Re: An Idea for planner hints

From: Mark Dilger <pgsql(at)markdilger(dot)com>
To: "Jim C(dot) Nasby" <jnasby(at)pervasive(dot)com>
Cc: Peter Eisentraut <peter_e(at)gmx(dot)net>, pgsql-hackers(at)postgresql(dot)org
Subject: Re: An Idea for planner hints
Date: 2006-08-24 18:44:43
Message-ID: 44EDF39B.5040407@markdilger.com
Views: Raw Message | Whole Thread | Download mbox | Resend email
Thread:
Lists: pgsql-hackers

> Is there actually evidence that there's a lot of problems with bad join
> orders? ISTM that's one of the areas where the planner actually does a
> pretty good job.

I put together a quick demonstration using AxBxC where AxB is empty but AxC is
not. Sure enough, postgres chooses AxC first, then xB, which results in extra
work. This is a contrived example, but it would be a pain to try to post a real
example with all the data and analysis. I think it is fair to say that if it is
making the wrong choice in this example, it is sometimes making the wrong choice
in practice.
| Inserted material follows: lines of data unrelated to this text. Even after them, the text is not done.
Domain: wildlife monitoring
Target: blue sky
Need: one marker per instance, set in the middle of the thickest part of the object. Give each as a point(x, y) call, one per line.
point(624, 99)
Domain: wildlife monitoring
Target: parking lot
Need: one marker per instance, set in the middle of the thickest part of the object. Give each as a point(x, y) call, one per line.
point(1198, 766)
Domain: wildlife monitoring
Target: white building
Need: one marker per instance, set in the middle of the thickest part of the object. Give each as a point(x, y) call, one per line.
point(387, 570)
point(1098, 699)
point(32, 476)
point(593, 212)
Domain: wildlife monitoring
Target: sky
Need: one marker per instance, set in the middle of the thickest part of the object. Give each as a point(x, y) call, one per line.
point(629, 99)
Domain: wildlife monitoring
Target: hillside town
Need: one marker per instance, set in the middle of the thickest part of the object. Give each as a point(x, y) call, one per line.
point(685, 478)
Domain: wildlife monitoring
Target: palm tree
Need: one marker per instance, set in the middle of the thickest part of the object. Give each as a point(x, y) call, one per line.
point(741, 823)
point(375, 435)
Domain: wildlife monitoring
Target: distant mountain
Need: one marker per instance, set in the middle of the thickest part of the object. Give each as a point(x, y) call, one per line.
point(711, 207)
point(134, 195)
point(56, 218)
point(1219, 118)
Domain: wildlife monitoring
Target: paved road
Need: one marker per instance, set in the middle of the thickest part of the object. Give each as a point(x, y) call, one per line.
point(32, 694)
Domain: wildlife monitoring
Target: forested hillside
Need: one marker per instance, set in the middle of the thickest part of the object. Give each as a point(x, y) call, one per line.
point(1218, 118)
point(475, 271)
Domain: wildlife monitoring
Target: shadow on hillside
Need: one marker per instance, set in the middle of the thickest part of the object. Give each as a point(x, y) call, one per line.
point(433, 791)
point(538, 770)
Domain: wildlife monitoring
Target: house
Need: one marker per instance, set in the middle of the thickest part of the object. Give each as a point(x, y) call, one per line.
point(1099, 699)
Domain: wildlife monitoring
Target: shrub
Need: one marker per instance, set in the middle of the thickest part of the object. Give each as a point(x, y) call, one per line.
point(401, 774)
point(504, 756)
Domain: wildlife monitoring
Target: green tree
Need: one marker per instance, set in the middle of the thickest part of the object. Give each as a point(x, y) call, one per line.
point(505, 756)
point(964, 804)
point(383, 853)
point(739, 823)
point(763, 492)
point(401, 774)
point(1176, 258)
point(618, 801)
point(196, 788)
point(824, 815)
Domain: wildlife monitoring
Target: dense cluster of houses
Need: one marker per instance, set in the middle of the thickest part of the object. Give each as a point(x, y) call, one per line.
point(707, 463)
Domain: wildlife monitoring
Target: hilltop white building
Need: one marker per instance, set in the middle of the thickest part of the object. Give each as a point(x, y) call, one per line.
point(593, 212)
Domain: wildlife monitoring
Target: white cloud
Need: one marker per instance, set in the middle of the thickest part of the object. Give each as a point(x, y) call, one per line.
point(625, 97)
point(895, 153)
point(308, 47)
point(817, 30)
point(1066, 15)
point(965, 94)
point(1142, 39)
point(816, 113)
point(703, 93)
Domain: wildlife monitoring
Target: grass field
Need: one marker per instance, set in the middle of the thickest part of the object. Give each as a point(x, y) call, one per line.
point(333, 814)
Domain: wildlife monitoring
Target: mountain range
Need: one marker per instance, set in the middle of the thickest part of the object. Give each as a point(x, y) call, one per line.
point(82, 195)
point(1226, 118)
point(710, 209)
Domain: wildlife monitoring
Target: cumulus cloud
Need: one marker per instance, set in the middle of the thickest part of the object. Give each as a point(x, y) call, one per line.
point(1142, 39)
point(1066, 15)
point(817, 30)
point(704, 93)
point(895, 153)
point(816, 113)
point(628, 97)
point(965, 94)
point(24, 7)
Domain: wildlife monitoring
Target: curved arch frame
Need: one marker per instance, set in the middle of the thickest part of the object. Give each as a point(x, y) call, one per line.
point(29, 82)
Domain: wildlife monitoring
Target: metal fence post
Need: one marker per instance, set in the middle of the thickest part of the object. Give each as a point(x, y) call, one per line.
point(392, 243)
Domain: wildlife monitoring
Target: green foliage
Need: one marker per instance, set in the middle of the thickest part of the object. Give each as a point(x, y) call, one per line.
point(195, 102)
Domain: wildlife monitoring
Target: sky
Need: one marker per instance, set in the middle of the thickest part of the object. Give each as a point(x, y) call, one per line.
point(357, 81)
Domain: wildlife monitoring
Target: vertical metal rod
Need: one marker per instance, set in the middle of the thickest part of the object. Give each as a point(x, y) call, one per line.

Cross-table statistics are supposed to help avoid this, right?
But I think it would only help if the system had the statistics for AxB. I
think I have been hearing other people propose systems which would track which
joins the system is actually using and then recommend to the user that those
statistics be gathered. I think we need to go beyond that to recommending
statistics (or automatically gathering statistics, or whatever) for joins that
*might* be used given different plans than the one currently chosen by the planner.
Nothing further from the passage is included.